Thankfully, I discovered the BBC's open source fork of audiogram, which supports subtitles and captioning, including the ability to "bake in" subtitles by encoding the words directly into the video frames. It also relies heavily on BBC web infrastructure, and required quite a bit of hacking up to work with what I had available.
In the end, my process looked like this:
Export the audio of the ~1 minute interview to an mp3.
Type up a text transcript of the audio.

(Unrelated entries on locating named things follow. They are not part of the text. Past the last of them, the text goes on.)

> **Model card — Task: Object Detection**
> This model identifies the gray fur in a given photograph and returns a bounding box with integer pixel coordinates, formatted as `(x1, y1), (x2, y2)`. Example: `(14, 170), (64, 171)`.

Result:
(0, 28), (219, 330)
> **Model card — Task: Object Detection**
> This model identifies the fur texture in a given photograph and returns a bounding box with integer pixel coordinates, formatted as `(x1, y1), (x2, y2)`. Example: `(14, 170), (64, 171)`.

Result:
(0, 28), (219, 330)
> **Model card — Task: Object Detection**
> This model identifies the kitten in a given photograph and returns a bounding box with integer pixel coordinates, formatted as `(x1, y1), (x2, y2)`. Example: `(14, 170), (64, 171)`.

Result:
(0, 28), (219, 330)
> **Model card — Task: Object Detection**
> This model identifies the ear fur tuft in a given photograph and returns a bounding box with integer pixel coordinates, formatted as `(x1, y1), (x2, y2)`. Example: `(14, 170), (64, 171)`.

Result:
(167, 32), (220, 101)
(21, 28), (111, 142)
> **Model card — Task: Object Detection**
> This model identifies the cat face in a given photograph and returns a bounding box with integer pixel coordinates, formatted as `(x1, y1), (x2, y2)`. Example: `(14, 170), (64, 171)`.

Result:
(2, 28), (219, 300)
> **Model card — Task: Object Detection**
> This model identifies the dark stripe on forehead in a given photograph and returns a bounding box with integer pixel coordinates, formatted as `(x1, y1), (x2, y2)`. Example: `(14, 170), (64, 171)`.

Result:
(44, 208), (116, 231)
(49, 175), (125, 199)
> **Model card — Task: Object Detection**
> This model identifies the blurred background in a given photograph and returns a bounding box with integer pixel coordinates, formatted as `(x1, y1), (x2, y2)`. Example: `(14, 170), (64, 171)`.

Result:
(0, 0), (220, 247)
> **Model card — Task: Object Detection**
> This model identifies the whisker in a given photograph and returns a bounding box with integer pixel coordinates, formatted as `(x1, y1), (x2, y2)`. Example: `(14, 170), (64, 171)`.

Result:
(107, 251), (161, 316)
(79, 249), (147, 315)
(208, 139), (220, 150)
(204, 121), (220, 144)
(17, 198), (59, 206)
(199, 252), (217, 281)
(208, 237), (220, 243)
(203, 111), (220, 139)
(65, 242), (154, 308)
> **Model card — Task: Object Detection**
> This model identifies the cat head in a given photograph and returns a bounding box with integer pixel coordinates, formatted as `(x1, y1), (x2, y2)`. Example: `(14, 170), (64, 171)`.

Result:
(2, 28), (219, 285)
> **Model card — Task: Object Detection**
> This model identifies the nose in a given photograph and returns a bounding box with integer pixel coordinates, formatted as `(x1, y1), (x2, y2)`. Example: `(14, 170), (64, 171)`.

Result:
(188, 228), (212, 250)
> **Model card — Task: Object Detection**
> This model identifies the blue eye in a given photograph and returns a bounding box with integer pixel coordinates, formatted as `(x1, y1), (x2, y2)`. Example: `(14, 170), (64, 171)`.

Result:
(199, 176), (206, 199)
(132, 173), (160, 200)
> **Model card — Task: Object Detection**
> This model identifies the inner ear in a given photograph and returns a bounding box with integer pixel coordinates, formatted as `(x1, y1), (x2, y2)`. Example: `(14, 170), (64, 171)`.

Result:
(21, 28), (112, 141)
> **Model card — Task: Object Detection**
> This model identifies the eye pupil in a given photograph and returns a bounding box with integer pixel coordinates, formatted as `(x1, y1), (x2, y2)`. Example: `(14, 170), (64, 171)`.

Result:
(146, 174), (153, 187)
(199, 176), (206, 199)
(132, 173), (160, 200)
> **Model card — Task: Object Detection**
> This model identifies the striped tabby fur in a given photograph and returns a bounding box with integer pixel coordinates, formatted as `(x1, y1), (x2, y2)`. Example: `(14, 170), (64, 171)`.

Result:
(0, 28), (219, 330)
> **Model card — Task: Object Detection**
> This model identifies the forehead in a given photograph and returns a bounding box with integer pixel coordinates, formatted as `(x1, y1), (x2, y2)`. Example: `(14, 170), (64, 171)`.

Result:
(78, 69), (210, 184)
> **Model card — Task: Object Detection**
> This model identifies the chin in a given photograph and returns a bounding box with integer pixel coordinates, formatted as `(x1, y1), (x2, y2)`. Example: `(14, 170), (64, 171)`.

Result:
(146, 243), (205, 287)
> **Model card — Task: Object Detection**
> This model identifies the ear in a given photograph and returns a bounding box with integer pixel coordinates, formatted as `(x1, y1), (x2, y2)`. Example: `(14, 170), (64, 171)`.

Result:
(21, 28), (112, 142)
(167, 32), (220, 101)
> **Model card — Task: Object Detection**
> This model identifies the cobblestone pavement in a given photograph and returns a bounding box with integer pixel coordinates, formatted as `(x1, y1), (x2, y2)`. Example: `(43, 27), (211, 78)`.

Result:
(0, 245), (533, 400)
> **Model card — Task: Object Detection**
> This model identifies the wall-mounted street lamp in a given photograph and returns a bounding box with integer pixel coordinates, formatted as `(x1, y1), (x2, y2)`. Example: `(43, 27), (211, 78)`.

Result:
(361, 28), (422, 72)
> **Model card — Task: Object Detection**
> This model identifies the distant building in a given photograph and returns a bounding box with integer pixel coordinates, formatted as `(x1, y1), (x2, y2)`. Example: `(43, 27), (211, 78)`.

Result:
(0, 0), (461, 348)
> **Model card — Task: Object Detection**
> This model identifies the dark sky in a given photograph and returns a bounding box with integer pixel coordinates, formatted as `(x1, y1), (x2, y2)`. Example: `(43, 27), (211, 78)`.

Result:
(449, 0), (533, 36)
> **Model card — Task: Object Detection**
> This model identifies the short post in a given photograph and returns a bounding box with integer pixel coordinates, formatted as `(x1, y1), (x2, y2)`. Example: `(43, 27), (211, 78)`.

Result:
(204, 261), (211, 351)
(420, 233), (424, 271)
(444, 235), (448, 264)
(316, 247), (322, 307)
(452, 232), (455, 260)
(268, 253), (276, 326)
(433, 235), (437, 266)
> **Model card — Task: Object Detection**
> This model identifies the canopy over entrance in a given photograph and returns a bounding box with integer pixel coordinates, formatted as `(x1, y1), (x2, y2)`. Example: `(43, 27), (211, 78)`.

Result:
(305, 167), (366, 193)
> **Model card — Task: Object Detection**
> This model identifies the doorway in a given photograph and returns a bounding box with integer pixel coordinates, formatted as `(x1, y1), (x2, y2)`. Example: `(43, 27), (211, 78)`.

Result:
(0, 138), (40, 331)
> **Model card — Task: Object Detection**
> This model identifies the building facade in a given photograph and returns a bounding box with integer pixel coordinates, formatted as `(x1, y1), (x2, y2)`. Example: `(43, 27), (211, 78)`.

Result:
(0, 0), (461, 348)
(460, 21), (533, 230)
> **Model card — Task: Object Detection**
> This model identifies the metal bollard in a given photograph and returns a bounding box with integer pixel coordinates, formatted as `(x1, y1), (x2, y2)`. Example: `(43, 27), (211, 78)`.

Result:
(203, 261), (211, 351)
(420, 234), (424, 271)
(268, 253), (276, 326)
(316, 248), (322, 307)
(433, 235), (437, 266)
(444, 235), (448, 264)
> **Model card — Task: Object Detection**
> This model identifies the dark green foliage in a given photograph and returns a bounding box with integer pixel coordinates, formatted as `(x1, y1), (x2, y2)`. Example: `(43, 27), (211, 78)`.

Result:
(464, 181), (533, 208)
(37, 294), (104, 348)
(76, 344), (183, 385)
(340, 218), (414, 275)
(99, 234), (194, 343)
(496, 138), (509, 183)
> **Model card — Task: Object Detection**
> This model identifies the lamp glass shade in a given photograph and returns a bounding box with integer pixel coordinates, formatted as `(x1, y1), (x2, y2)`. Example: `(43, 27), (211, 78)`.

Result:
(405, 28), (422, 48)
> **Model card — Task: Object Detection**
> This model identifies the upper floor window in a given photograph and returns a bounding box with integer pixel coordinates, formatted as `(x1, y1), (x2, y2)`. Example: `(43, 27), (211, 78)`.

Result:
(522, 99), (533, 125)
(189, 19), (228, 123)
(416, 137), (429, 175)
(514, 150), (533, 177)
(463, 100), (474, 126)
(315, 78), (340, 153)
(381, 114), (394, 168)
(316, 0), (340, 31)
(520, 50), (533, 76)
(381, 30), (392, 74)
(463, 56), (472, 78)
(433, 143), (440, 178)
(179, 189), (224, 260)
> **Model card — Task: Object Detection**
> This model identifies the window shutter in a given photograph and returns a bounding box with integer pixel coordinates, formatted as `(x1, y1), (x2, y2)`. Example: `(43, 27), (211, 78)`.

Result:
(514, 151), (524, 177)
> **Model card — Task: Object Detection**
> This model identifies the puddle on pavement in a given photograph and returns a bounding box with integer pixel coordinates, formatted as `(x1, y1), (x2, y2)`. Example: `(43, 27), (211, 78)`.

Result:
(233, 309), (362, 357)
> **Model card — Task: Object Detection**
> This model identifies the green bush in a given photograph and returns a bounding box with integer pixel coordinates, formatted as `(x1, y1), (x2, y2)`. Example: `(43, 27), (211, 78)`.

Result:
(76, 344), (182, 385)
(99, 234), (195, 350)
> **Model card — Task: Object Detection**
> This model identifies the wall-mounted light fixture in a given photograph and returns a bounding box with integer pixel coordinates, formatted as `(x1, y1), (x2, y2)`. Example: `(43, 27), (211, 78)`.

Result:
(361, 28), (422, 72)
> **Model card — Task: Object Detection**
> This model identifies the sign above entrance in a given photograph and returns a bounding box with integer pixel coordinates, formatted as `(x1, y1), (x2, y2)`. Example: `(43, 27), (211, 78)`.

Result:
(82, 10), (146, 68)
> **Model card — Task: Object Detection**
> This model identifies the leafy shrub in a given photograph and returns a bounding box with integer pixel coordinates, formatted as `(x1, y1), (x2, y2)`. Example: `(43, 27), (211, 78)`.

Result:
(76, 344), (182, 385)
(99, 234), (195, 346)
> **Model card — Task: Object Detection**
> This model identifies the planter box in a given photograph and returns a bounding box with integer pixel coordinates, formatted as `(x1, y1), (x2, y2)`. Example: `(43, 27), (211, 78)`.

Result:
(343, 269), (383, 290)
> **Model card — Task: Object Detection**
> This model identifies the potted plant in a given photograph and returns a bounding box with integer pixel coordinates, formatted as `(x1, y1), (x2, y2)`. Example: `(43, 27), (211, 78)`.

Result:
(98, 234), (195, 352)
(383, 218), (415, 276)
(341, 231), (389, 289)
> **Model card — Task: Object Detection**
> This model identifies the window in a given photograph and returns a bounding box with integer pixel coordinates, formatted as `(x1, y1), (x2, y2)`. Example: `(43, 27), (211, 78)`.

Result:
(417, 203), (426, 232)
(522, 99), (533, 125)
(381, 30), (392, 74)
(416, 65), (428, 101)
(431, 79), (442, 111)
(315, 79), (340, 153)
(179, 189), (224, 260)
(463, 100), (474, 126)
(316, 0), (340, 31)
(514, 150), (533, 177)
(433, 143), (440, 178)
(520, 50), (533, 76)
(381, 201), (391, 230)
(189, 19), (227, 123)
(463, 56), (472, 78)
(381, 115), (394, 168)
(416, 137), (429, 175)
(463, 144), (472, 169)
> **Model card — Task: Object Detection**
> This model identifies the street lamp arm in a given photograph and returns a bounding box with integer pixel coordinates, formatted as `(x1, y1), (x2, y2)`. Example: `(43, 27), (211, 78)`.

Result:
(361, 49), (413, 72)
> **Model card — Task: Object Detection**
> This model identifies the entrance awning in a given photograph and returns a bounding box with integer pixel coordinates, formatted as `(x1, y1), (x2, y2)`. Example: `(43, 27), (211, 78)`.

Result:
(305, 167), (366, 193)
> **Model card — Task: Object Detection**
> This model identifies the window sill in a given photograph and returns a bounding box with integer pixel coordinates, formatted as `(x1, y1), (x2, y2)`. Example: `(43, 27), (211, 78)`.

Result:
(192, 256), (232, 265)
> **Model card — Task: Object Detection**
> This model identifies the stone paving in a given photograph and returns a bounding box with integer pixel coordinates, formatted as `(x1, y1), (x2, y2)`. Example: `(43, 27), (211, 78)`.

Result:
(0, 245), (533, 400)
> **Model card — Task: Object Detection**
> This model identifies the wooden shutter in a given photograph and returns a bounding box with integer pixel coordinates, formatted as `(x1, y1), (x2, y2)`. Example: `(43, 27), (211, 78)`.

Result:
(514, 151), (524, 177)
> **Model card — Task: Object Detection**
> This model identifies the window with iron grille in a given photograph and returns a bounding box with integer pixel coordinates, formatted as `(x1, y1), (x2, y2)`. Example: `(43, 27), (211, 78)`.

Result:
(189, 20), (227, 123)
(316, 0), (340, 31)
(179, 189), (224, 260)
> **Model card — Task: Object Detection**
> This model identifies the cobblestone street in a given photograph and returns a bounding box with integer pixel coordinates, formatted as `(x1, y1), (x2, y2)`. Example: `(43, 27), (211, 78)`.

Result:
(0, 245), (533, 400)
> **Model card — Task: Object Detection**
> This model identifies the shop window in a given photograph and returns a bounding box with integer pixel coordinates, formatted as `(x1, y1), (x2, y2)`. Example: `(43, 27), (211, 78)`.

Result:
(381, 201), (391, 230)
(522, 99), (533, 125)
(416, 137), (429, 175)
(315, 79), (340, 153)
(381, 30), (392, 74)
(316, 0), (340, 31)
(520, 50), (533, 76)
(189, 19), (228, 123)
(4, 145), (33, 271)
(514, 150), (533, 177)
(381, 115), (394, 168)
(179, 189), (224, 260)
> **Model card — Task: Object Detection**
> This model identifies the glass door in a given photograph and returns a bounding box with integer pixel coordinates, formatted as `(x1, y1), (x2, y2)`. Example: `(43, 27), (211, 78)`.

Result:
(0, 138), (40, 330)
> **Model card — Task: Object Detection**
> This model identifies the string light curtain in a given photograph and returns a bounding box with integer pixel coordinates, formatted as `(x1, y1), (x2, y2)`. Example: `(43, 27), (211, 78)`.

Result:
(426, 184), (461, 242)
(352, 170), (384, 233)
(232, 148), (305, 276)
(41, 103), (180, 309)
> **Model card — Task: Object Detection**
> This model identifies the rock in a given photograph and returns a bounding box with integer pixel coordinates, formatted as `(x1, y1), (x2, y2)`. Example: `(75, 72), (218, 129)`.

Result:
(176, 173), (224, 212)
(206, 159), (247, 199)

Using VLC's playback controls and turning the speed down to 0.33 made this pretty easy.
Use a "forced alignment" tool called gentle to create a big JSON data file containing all the utterances and their timestamps.
Use the jq command line tool to munge that JSON data into a format that my hacked-up version of the BBC audiogram generator can understand.
Use the BBC audiogram generator to edit the timings and word groupings for the subtitles and generate the final video.
Bonus: the BBC audiogram generator can output subtitles in SRT format - but if I've already "baked them in" this feels redundant.
You can see an early example here. I liked these posts and found them easy to post to my site as well as Facebook, Twitter, Mastodon, etc. Over time I evolved them a bit to include more info about the interviewee. Here's a later example.
One thing that has stuck with me is the idea that Facebook could be displaying these subtitles, if only I was exporting them in the SRT format. Additionally, I had done some research into subtitles for HTML5 video with WebVTT and the <track> element and wondered if it could work for audio content with some "tricks".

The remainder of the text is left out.